18Versta zowel een lam der geiten als der schapen.

19Te weten, opdat hetgeen dat den Heere toegeëigend is, tot geen gemene dingen gebruikt worde.

20Te weten met vijf sikkelen des heiligdoms, Num. 18:16.

14Wanneer het geschieden zal dat uw zoon u 21morgen zal vragen, zeggende: 22Wat is dat? zo zult gij tot hem zeggen: De HEERE heeft ons door een sterke hand uit Egypte, uit het diensthuis, uitgevoerd.

21Zie Ex. 12:26.

22Dat is, wat beduidt dat?

15Want het geschiedde toen Farao zich verhardde ons te laten trekken, zo doodde de HEERE alle eerstgeborenen in Egypteland, van des mensen eerstgeborene af, tot den eerstgeborene der beesten; daarom 23offer ik den HEERE de mannetjes van alles wat de baarmoeder opent; doch alle eerstgeborenen mijner zonen los ik.

23Of: slacht.

16En het zal tot een teken zijn op uw hand en tot 24voorhoofdspanselen tussen uw ogen; want de HEERE heeft door een sterke hand ons uit Egypte uitgevoerd.
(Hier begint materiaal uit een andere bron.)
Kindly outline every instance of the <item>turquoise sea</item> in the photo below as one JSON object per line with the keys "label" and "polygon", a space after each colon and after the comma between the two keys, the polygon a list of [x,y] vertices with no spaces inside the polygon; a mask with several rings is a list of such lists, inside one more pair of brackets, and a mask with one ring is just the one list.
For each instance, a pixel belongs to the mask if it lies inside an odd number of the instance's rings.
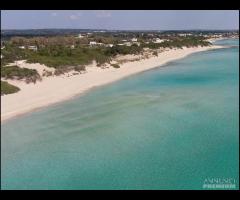
{"label": "turquoise sea", "polygon": [[239,40],[1,125],[2,189],[239,188]]}

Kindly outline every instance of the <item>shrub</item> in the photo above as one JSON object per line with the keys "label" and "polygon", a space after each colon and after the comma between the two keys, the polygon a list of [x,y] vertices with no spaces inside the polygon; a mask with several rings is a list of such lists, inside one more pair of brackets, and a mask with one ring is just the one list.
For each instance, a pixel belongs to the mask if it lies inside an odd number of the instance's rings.
{"label": "shrub", "polygon": [[42,76],[48,77],[48,76],[52,76],[52,75],[53,75],[53,73],[51,71],[44,71]]}
{"label": "shrub", "polygon": [[25,80],[27,83],[41,80],[36,69],[20,68],[18,66],[1,67],[1,77],[6,79]]}
{"label": "shrub", "polygon": [[20,89],[6,81],[1,81],[1,95],[12,94],[18,92]]}
{"label": "shrub", "polygon": [[86,67],[84,65],[78,65],[74,67],[74,70],[77,72],[85,71]]}
{"label": "shrub", "polygon": [[154,56],[158,56],[158,53],[156,51],[153,52]]}
{"label": "shrub", "polygon": [[111,64],[111,66],[114,67],[114,68],[120,68],[120,66],[117,65],[117,64]]}

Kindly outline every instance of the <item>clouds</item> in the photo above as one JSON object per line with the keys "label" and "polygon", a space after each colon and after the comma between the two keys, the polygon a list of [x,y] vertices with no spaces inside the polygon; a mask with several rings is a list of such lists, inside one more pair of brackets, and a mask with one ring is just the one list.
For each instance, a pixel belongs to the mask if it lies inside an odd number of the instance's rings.
{"label": "clouds", "polygon": [[99,10],[96,12],[96,17],[97,18],[108,18],[111,17],[111,12],[110,11],[106,11],[106,10]]}
{"label": "clouds", "polygon": [[77,15],[70,15],[70,16],[69,16],[69,19],[70,19],[70,20],[77,20],[77,19],[78,19],[78,16],[77,16]]}
{"label": "clouds", "polygon": [[57,16],[57,13],[56,13],[56,12],[53,12],[53,13],[51,13],[51,16],[52,16],[52,17],[56,17],[56,16]]}
{"label": "clouds", "polygon": [[238,11],[2,10],[2,29],[239,29]]}

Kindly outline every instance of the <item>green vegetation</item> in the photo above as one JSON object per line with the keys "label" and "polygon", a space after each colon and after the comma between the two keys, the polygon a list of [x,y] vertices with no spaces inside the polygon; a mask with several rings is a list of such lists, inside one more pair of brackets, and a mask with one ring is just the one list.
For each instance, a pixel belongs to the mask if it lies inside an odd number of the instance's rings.
{"label": "green vegetation", "polygon": [[1,95],[12,94],[18,92],[20,89],[6,81],[1,81]]}
{"label": "green vegetation", "polygon": [[117,65],[117,64],[111,64],[111,66],[114,67],[114,68],[120,68],[120,66]]}
{"label": "green vegetation", "polygon": [[158,53],[156,51],[153,52],[154,56],[158,56]]}
{"label": "green vegetation", "polygon": [[[117,45],[122,40],[136,37],[139,46],[132,44],[131,46]],[[154,36],[157,37],[157,36]],[[55,37],[13,37],[5,42],[5,48],[2,50],[4,56],[1,59],[2,66],[16,60],[27,60],[29,63],[40,63],[48,67],[54,67],[55,74],[62,74],[70,70],[71,66],[85,66],[92,61],[96,61],[97,66],[110,63],[117,55],[140,54],[143,48],[159,49],[159,48],[182,48],[194,46],[210,45],[201,36],[180,37],[176,35],[166,36],[168,39],[162,43],[153,43],[152,38],[146,34],[92,34],[84,38],[74,36],[55,36]],[[96,41],[103,44],[114,44],[113,47],[107,46],[89,46],[90,41]],[[27,49],[28,46],[34,45],[37,51]],[[20,49],[19,46],[25,46],[26,49]],[[153,53],[157,55],[157,53]],[[78,71],[78,70],[77,70]],[[80,70],[81,71],[81,70]],[[50,75],[49,73],[46,76]]]}
{"label": "green vegetation", "polygon": [[41,80],[37,70],[20,68],[18,66],[1,67],[1,77],[6,79],[25,80],[26,83],[36,83],[37,80]]}

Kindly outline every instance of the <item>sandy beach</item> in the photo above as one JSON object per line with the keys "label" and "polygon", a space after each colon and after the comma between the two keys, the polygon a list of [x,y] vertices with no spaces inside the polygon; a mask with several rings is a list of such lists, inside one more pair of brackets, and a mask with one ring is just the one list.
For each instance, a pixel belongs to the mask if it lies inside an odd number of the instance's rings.
{"label": "sandy beach", "polygon": [[[110,66],[102,69],[92,64],[91,66],[87,66],[86,73],[69,77],[66,75],[43,77],[43,80],[38,81],[36,84],[8,80],[9,83],[18,86],[21,90],[17,93],[1,97],[1,121],[37,108],[67,100],[93,87],[102,86],[145,70],[163,66],[168,62],[183,58],[192,53],[216,48],[222,47],[210,46],[172,49],[161,52],[158,56],[120,64],[121,67],[118,69]],[[21,65],[24,63],[18,64]],[[25,65],[30,65],[30,68],[38,69],[39,73],[43,72],[43,66],[40,64]]]}

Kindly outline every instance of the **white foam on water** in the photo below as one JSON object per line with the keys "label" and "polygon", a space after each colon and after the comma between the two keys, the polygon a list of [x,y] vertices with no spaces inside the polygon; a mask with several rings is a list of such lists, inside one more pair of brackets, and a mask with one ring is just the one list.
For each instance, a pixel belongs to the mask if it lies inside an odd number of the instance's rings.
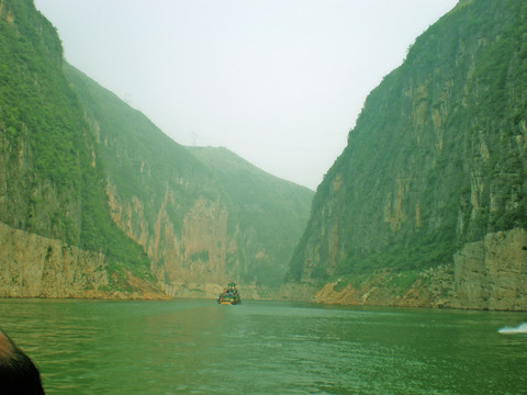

24Het schijnen enige gedenkcedels geweest te zijn, aan het voorhoofd gebonden, om daarbij des Heeren wet te gedenken. Zie Deut. 6:8.

De wolk- en vuurkolom

17En het is geschied toen Farao het volk had laten trekken, zo leidde hen God niet op den weg van der Filistijnen land, hoewel die 25nader was; want 26God zeide: 27Dat het den volke 28niet berouwe, als zij den strijd zien zouden, en wederkeren naar Egypte.

25Te weten, om in het land Kanaän te komen.

26Te weten bij Zichzelven. Zie Gen. 8:21.

27Of: Dat het misschien, menselijkerwijze gesproken.

28Te weten, dat zij uit Egypteland getogen zijn.

18Maar God leidde het volk om, door den weg 29van de woestijn der Schelfzee. De kinderen Israëls nu togen 30bij vijven uit Egypteland.

29Versta de woestijn Etham, vers 20 en Num. 33:8.

30Hebr. gevijfd, dat is, bij vijven, vijf nevens elkander, of in vijf hopen of heiren. Anders: gewapend of geharnast, als Joz. 1:14; 4:12. Richt. 7:11.

19En Mozes nam Jozefs beenderen met zich; dwant hij had 31met een zwaren eed de kinderen Israëls bezworen, zeggende: God zal ulieden 32voorzeker bezoeken; voert dan mijn beenderen met ulieden op vanhier.

31Hebr. bezwerende bezworen, dat is, ernstiglijk of met een zwaren eed bezworen.

32Hebr. bezoekende bezoeken.

d Gen. 50:25. Joz. 24:32.

20eAlzo reisden zij uit Sukkoth; en zij legerden zich in Etham, aan het einde der woestijn.

e Num. 33:6.

21fEn 33de HEERE toog voor hun aangezicht, des daags in 34een wolkkolom, dat Hij hen op den weg leidde, en des nachts in een vuurkolom, dat Hij hun lichtte, om voort te gaan dag en nacht.

33Hij wordt Ex. 14:19 genoemd de Engel Gods; Hij is geweest de eeuwige Zone Gods, 1 Kor. 10:9.

34Ps. 105:39 staat, dat deze kolom werd uitgespreid als een deksel, zodat zij den Israëlieten een schaduw was voor de hitte der zon.

f Ex. 40:38. Num. 14:14. Deut. 1:33. Neh. 9:12, 19. Ps. 78:14; 105:39. 1 Kor. 10:1.

22Hij nam de wolkkolom des daags, noch de vuurkolom des nachts niet weg van het aangezicht des volks.